Aladdin’s most endearing moment is with Jasmine (Isabelle McCalla) on their carpet ride in “A Whole New World.” The Alan Menken/Tim Rice song, which earned an Academy award, is a romantic vision with a carpet that seems to magically float through a starry sky without wires or hydraulics.
The show sticks fairly close to the movie plot of Aladdin trying to win Jasmine and outmaneuver the evil Jafar (played by Jonathan Weir), although humans replace the animal characters, including Jafar’s former parrot sidekick Iago (Reggie De Leon) and Aladdin’s monkey Abu who has become a trio of human pals.
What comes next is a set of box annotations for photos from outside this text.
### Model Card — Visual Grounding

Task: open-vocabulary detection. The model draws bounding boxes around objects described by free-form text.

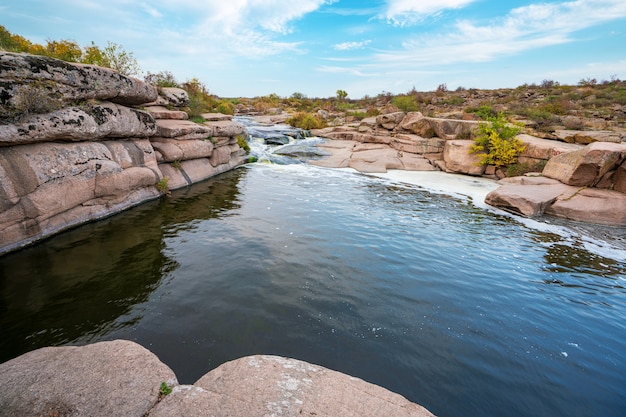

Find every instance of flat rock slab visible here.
[0,51,157,108]
[543,142,626,186]
[309,140,438,173]
[546,188,626,226]
[150,355,433,417]
[485,176,626,226]
[202,113,233,122]
[0,340,433,417]
[146,106,189,120]
[517,134,584,160]
[485,183,578,217]
[0,102,157,146]
[0,340,177,417]
[155,119,212,140]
These friends are at times featured in the play’s new songs, some of which had been previously written with them in mind by Menken and the late Howard Ashman.
Rice and Chad Beguelin added further lyrics with Beguelin also writing the book, which has been lengthened, not always for the better, with doses of adult humor, some show queen moments for Genie, and an array of groan-worthy puns that nevertheless got some chuckles from the enthusiastic audience, who gave the show a standing ovation.
For theatergoers who seek a Disney-style spectacle, while not up to the level of “The Lion King,” the production, directed by Thomas Schumacher, will still likely be a treat with sometimes literally jaw dropping sets designed by Bob Crowley, a cascading myriad of elaborate costumes, and exuberant, spirited musical numbers, choreographed by Casey Nicholaw of “Spamalot” and “Book of Mormon.”